Bu arada çözüm önerileri de gündeme geliyor. Örneğin aşı üretimi sürecine devletin çeşitli yollarla müdahalesi öneriliyor. Bir kesim aşı üretimini hızlandıran ve artıran firmaların devlet tarafından ekstra ödemelerle ödüllendirilerek teşvik edilmesini savunuyor. Bir kesim ise devletin onaylanmış aşıların patentlerini alıp, aşı üretebilecek altyapısı olan ilaç şirketlerine vererek, üretimin arttırılmasını savunuyor. Sol Parti, bunu başından beri savunuyordu.

Soldan geldiğinde dikkate alınmayan bu önerilerin benzerleri şimdi başkalarınca da dile getirilmeye başlandı. Yeşiller partisi eşgenel başkanlarından Robert Habeck’in ilaç sanayisine yönelik ‘olağanüstü aşı ekonomisi’ ya da Bavyera Başbakanı Markus Söder’in (CSU) ‘kamusal üretim zorlaması’ önerileri gibi. Federal Ekonomi Bakanı Peter Altmeier (CDU) de aşı üretiminde devletin devreye girebileceğine işaret etmişti.

Devlet müdahalesiyle çözüm arayışlarını içeren bu öneriler, kuşkusuz kapitalist sistemi hedeflemiyor ama kar amaçlı özel sektörün bu soruna çözüm olamayacağının da itirafı anlamına geliyor. Tabii kapitalist sistem de tamamen iflas etmiş değil. Kendi çözümlerini üretiyor bir yandan. İlaç sektöründen son haberler bunu gösteriyor. Örneğin kendi aşısını geliştirme çalışmalarını durduran Sanofi, Frankfurt’taki tesislerinde BioNTech aşısı üretilmesi için gerekli dönüşümü yapmaya başladı. İsviçre ilaç devi Novartis de aynı şekilde BioNTech aşısının üretim sürecinde yer almaya karar verdi. Bayer de aşı geliştirme çalışmalarını sürdüren CureVac ile birlikte üretime geçme kararı aldı. Bu arada Rusya’da üretilen ve Ağustos 2020’de devreye giren ‘Sputnik V’ aşısının aslında hiç de kötü olmadığına dair haberler de yayılmaya başladı. Aşının yüzde 91 oranında etkili olduğuna dair raporlara atıfta bulunan bu haberlere bakılırsa, Sputnik V’nin Almanya’da üretimi için ilk temaslar başlatılmış bile. Eskiden bir aşının geliştirilip, üretimi için en az 10 yıl gerekiyordu. Şimdi daha salgının başlamasının birinci yılı bitmeden çok sayıda etkin aşı geliştirilebildi, geliştiriliyor.

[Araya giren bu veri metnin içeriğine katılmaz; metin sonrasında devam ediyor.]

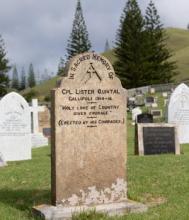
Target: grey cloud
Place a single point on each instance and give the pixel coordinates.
(37, 31)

Evet Almanya, AB içinde egoist davranmayarak biraz zaman kaybetti. Aşılama kampanyası şimdilik sıkıntılı. Ancak görünen o ki birkaç ay sonra bu sorunlar çözülecek. Aynı şey tüm AB için de geçerli.

Asıl sorun halen birçoğunda aşılama süreci hiç başlamamış bile olan Afrika‘nın, Asya‘nın, Güney Amerika‘nın yoksul ülkelerinin durumu.